He said he expects his other tax proposals, once they are up and running, to take over the cost of expanded health programs.

"I think what we have put forward is a framework to find consensus," O'Malley said in an apparent reference to a $1-a-pack increase passed by the House of Delegates this spring but defeated in the Senate.

Opponents at the time questioned the logic of supporting health programs with a revenue source that would diminish as people bought fewer cigarettes. They repeated those objections Wednesday.

"The folly of it is them counting on the revenue of a declining revenue stream," said Senate Minority Leader David R. Brinkley, R-Frederick. "It's just a bad idea."

But Vincent DeMarco, president of the Maryland Citizens Health Initiative, praised the proposed tax increase.

"This is a great step forward for the children of Maryland, the uninsured and all of us," DeMarco said. "The governor's proposal at the very least is going to keep 50,000 kids from smoking."

Tax proponents have long argued that more expensive cigarettes encourage adults to quit smoking and deter children from ever starting.
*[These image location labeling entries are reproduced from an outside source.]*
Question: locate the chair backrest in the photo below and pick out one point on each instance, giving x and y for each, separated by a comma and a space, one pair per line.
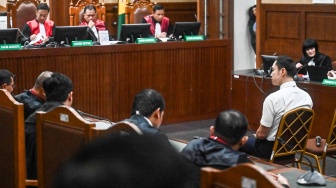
59, 134
123, 127
292, 135
21, 11
237, 176
136, 10
12, 139
76, 11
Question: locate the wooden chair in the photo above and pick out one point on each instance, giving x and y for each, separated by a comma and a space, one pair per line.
122, 127
292, 136
241, 175
76, 11
12, 139
59, 134
21, 11
136, 10
327, 148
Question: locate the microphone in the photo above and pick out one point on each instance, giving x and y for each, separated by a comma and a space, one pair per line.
318, 141
200, 27
93, 116
311, 177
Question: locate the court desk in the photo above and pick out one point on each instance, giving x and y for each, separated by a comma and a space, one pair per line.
193, 77
250, 90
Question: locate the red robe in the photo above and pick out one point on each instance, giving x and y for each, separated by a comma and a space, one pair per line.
164, 24
35, 28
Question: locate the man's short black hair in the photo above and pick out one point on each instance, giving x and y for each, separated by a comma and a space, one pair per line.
124, 161
5, 77
57, 87
146, 102
43, 6
288, 64
157, 7
231, 125
90, 7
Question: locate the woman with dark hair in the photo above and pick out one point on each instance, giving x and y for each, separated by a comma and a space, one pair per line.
252, 25
312, 57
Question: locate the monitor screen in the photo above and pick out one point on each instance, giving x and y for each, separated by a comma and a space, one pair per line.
268, 61
67, 34
182, 29
8, 36
130, 32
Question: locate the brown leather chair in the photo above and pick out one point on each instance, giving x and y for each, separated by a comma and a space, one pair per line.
59, 134
12, 139
292, 136
234, 177
76, 11
136, 10
20, 12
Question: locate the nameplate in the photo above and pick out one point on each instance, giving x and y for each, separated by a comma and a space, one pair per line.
329, 82
81, 43
10, 47
145, 40
193, 38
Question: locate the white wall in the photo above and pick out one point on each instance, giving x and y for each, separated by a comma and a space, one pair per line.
244, 57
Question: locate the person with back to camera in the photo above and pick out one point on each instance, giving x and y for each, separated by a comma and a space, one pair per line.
252, 25
94, 24
220, 150
288, 97
312, 57
7, 80
39, 28
35, 97
160, 25
58, 90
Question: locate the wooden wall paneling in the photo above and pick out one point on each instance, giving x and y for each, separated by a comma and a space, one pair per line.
282, 28
194, 77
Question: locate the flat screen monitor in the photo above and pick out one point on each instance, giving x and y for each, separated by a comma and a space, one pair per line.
268, 61
67, 34
8, 36
181, 29
130, 32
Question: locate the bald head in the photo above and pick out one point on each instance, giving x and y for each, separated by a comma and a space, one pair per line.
40, 78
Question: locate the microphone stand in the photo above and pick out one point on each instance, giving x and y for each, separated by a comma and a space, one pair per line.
93, 116
310, 175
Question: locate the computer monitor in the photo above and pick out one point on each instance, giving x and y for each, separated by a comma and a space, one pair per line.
268, 61
67, 34
181, 29
8, 36
130, 32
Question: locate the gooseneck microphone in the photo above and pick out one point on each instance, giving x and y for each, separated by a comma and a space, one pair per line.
93, 116
311, 177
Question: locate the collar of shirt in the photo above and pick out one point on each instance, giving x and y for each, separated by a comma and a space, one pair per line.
149, 122
288, 84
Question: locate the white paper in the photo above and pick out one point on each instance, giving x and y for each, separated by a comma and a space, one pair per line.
103, 37
324, 1
38, 38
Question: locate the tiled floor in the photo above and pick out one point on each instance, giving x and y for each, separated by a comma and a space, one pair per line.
188, 130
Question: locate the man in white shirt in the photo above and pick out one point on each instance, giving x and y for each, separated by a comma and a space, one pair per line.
275, 105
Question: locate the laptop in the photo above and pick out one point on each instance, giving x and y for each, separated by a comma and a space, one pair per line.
316, 73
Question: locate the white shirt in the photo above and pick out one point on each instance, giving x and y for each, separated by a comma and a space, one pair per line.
278, 103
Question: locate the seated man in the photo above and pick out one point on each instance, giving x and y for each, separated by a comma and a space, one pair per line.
35, 97
220, 150
147, 112
94, 25
275, 106
160, 25
58, 91
7, 80
39, 29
Fewer smokers lead to a lighter burden on the health care industry in the long run, which saves taxpayer dollars, they argue.

As legislators begin looking for ways to close the budget gap, "we need to do this in a way that is a lot fairer to people on fixed incomes," O'Malley said. He said the tax-relief measures announced yesterday—doubling the tax exemption for seniors and offering a sales tax rebate to households with a gross income up to $30,000—would cost the state $20 million and $10 million, respectively, in the first year.

The state last increased the cigarette tax in 2002, from 66 cents a pack to the current rate of $1. That rate is the same as the District's, lower than Pennsylvania's ($1.35) and higher than Virginia (30 cents) and West Virginia's (55 cents).

Delaware raised its tax this year from 55 cents a pack to $1.15.

Bruce C. Bereano, a lobbyist for the Maryland Association of Tobacco and Candy Distributors, said raising Maryland's tax will only encourage smokers to drive to other states for cigarettes.

"I don't know where their head is," he said. "People will buy their cigarettes elsewhere. People will go out of state, so the state will lose out on its tobacco tax revenue."